We have been shipping retpoline enabled images since early February.
|OS version||Timestamp (UTC)||kernel||microcode||Var3||Var2||Var1|
|SLES 12 SP3||2018-02-09 08:10||4.4.114-94.11.3||20170707-13.5.1||51||35+0||22|
|SLES 12 SP2||2018-02-10 09:17||4.4.114-92.64.1||20170707-13.5.1||58||35+0||22|
|openSUSE 42(.3)||2018-02-10 08:30||4.4.114-42.1||20170707-10.1||51||35+0||22|
|SLES 12 SP1||2018-02-24 01:32||3.12.74-22.214.171.124||20170707-13.14.1||115||18+3||2|
|SLES 11 SP4||2018-03-02 01:15||3.0.101-108.35.1||1.17-126.96.36.199||44||13+4||9|
As of the end of February, Ubuntu has also shipped kernels with retpoline protection.
As predicted, the Meltdown-3 mitigation via KPTI on x86-64 has turned out to be mature when it became widely used in early January. The hard work from the kernel engineers has paid off here and the fact that the development was happening mostly in the open (alone the reasons for which were not widely known) for months certainly helped a lot. If only the performance impact was less severe!

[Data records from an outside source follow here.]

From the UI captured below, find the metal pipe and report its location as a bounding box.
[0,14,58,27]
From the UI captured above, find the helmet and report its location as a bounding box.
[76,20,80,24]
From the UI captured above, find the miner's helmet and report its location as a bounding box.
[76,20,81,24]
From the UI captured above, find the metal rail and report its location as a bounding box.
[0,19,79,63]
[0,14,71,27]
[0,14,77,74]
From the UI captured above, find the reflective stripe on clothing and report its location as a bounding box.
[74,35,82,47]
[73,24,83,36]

As predicted, the Spectre-1 mitigation comes step by step. The kernel engineers have implemented a helper macro
array_index_nospec that allows the safe dereference of an array with offset by injecting a data dependency on the boundary -- while the CPUs do speculatively take branch decisions (control flow speculation), they don't speculate on data values ... but properly wait for the data dependency. This results in better performance than inserted
lfence instructions. The mechanism work great -- the real work of course is in identifying all places where it should be used. Nowadays (4.14.18), there are a few dozen places in the kernel using this macro now, probably cover most of the needed places, but probably missing a few.

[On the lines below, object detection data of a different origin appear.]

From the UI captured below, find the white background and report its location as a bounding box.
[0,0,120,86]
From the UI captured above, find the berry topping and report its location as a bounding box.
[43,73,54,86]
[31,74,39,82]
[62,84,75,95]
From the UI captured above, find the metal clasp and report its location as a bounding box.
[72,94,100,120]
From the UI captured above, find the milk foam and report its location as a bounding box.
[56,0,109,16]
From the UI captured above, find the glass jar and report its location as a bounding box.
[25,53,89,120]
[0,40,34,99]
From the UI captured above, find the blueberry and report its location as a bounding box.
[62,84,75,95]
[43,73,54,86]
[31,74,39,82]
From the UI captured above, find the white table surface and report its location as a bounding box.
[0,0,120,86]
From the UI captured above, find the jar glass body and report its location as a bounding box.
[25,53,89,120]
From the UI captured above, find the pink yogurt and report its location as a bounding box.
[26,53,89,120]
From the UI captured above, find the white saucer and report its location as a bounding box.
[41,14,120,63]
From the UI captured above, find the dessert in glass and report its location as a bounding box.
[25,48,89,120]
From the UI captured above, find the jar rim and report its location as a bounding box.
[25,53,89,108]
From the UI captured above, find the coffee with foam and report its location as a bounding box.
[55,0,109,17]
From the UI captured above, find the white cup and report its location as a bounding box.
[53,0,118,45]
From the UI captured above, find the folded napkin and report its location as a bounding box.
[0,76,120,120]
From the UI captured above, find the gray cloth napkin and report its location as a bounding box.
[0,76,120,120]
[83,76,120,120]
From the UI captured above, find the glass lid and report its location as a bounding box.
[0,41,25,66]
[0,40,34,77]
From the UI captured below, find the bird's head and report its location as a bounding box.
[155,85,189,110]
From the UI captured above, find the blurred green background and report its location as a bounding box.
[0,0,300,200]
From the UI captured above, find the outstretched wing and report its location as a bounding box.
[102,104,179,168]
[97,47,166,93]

So the Spectre-2 situation remains the most difficult one for now; some more work is needed to address the open issues on Skylake and to cover the hypervisors; or alternatively wait for missing microcode updates from intel.
It should also be mentioned that the community is less advanced on ARMv7 and ARM64 and also has not yet provided fully stable solutions on 32bit x86 yet either -- first focus was to cover x86-64, which has a huge user base also in the cloud.
The only consolation here is that Spectre-2 is also the hardest to exploit -- while security researchers are pretty sure that skilled attackers meanwhile have the capability to exploit Spectre-1 and Meltdown-3, they are more optimistic on Spectre-2 not having working exploits yet.
Brendan Gregg has analyzed the performance impact of the KPTI Meltdown-3 mitigation. Unsurprisingly, workloads with high syscall rates suffer the most and PCID reduces the pain by a factor of 2 (or a bit more). His analysis allows to estimate the impact. One interesting outcome is that using huge pages (THP = transparent huge pages) can be very beneficial, overcompensating the TLB overhead from KPTI.
We have also done some more benchmarking, where we created some micro benchmarks to analyze worst case scenarios with lots of system calls and context switches. We compared the impact if the various mitigation techniques -- as expected before, the retpoline approach shows its advantages.